Vinte anos atrás, estive em Cannes pela primeira vez. O Brasil já fazia bonito no festival, mas era um evento para o pessoal de criação. O fato de a agência (DPZ) mandar uns caras do atendimento – eu entre eles – era inusitado. O tempo passou e o Cannes Lions mudou muito. Das quatro categorias, foi para 24. Das poucas palestras, passou a apresentar uma grade de conteúdo incomparável. De um clube restrito a criativos de profissão, atrai agora profissionais de diferentes áreas, inclusive clientes. Aliás, essa é a categoria que mais cresce em presença no festival (crescimento de quase 70% este ano).

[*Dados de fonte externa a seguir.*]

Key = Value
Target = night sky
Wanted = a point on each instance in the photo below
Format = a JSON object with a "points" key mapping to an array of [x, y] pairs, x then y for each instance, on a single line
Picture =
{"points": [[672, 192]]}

Então, além de ser um evento de inspiração, celebração e reconhecimento, o festival agregou dois valores: networking e negócios e conhecimento. Mas uma coisa não muda: ninguém volta igual do Cannes Lions. Para aqueles que mergulham de verdade no festival, participam das palestras, fóruns e seminários; acompanham e analisam os cases vencedores e procuram interagir com participantes, oriundos de mais de 90 países, o festival é um evento realmente transformador.

A semana de imersão no mundo da criatividade e inovação substitui programas educacionais e horas de pesquisa no dia a dia de quem quer estar up-to-date no mercado em constante mutação de comunicação e marketing.

Para mim, o festival mudou muito, mas não mudou nada no efeito que provoca nas pessoas que dele participam. Não me refiro àquelas que ganham leões. Para esses, o Cannes Lions pode ser um divisor de águas da sua carreira. Refiro-me ao efeito de ter estado lá, da ansiedade em tentar ver tudo – e não conseguir. De trocar ideias com colegas em um ambiente único, cujo foco é criatividade e inovação nas suas mais diferentes formas. Uma semana de intensidade única. Mas o bom efeito começa a atuar mesmo dias depois do retorno de Cannes.

Quando a poeira da Croisette baixa e mergulhamos de volta no nosso complicado dia a dia, os insights começam a aparecer e a nos ajudar na concepção de novos planos e mesmo em ações isoladas de comunicação e marketing. É preciso um tempo para metabolizar tudo o que nossos olhos e ouvidos apreenderam ao longo dessa semana especial.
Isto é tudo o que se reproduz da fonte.